What is the Reflection Statement?
The Reflection Statement is a critical, personal reflection of up to 1500 words submitted with the Major Work. It articulates the intention of the work, justifies the concept and form, and evidences the independent investigation into form that produced the composition. It is assessed alongside the Major Work, not as a formality, and is analysis of your choices rather than a summary of the work's content.
What is the Major Work Journal?
The Major Work Journal is an ongoing record kept across the whole year, documenting the independent investigation, the conceptual decisions, the drafting, and the dead ends and breakthroughs as they happen. It supports the composition and supplies the precise, dated evidence the Reflection Statement draws on. NESA expects knowledge, understanding and skills to be documented in the journal as well as the Reflection Statement.
How is Extension 2 different from other English courses?
Every other Stage 6 English course is examined by written paper. Extension 2 has no exam. Its single assessment is the Major Work, marked against NESA criteria along with the Reflection Statement. The course rewards independent investigation, original composition and sustained self-directed work, and it must extend the knowledge and skills developed in your other Stage 6 English courses rather than sitting apart from them.

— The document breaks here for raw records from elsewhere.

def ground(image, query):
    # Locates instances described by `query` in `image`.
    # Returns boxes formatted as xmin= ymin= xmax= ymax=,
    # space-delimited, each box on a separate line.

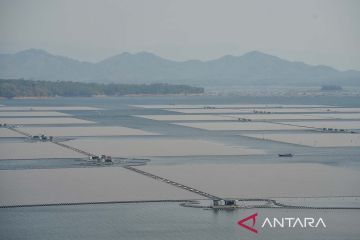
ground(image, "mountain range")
xmin=0 ymin=49 xmax=360 ymax=86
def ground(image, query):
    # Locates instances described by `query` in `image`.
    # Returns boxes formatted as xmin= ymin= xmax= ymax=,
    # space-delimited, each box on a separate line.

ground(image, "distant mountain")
xmin=0 ymin=49 xmax=360 ymax=86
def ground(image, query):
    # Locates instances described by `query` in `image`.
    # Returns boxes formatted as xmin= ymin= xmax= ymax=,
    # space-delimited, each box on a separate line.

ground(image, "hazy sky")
xmin=0 ymin=0 xmax=360 ymax=70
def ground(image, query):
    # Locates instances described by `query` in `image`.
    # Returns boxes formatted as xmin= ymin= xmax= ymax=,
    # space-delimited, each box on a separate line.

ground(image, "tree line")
xmin=0 ymin=79 xmax=204 ymax=98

How do I choose a concept and form?
Start from an area of special interest, then narrow to a contestable concept: a specific, arguable idea rather than a broad topic. Choose the form because it serves that concept, not because you like the form. The concept and form must answer to each other, and the Reflection Statement will later ask you to justify exactly why this form suited this concept, so the decision needs a genuine reason from the outset.